# Chickpeas (Garbanzo Beans)



## SeaBreeze (Jul 15, 2013)

I recently started checking our various brands of Hummus, which is a healthy spread made from chick peas, I've been making snacks with it using healthy crackers or organic tortilla chips.  Here are some good things about chick peas...

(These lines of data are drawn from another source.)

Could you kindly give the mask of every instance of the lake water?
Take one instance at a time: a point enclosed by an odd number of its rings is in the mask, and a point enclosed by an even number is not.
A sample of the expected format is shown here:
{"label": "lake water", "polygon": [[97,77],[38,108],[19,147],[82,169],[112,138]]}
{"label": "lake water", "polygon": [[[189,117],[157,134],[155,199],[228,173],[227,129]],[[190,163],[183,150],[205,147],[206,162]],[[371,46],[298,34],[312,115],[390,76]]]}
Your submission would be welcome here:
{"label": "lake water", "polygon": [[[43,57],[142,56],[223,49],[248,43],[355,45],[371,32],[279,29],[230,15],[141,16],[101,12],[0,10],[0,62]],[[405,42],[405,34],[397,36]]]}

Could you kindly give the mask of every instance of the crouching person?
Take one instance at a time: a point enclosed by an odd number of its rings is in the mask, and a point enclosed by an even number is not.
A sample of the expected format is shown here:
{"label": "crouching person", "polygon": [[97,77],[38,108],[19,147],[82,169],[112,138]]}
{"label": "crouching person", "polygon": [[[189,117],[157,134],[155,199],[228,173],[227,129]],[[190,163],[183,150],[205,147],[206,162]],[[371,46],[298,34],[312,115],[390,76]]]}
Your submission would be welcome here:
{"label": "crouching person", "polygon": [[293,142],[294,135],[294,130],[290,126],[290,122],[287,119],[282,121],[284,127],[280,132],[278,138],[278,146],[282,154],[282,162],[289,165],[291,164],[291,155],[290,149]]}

> New health research has turned the humble chickpea into a kitchen superstar.
> 
> By Lisa James (EnergyTimes)
> January 2011
> ...


----------



## Daisy (Jul 15, 2013)

I love chickpeas. I keep some chilled in the refrigerator to sprinkle on my salads.


----------



## Jillaroo (Jul 15, 2013)

_That dish looks good enough to eat Seabreeze i love chick peas  :thankyou:_


----------



## Happyflowerlady (Jul 15, 2013)

I love garbanzos in my salads, too ! They just have a great flavor to add into most any salad. I have tried sprouting them, but not had much luck with that, it i DO love sprouted lentils, and they are great on salads also.
I just got some fenugreek seeds, and have been sprouting those for salads, and they are delicious as well.


----------



## rkunsaw (Jul 16, 2013)

I never cared for chick peas. There are several other legumes I like that are just as healthy.


----------



## JustBonee (Jul 16, 2013)

Whatever happened to flaminia from Italy?  He had a wonderful chickpea soup recipe. ... I made once and really enjoyed it.


----------



## Pam (Jul 17, 2013)

Moroccan Chickpea soup

1tbsp olive oil 
1 onion, roughly chopped 
1 clove garlic, crushed 
1 carrot, roughly chopped 
1 red pepper, roughly chopped 
1tsp cumin seeds 
500ml hot vegetable stock 
1x400g can chopped tomatoes 
1x400g can chickpeas, drained and rinsed 
1 heaped tsp Harissa paste 

Heat oil in a large pan over a medium heat, add onion, garlic, carrot, pepper and cumin seeds and stir fry for about 5 minutes. Add the stock, Harissa paste and tomatoes and simmer 5 minutes. 

Remove pan from heat and using handheld blender, puree the vegetables. Stir in the chickpeas and heat through for 2 minutes. 

Season to taste.


----------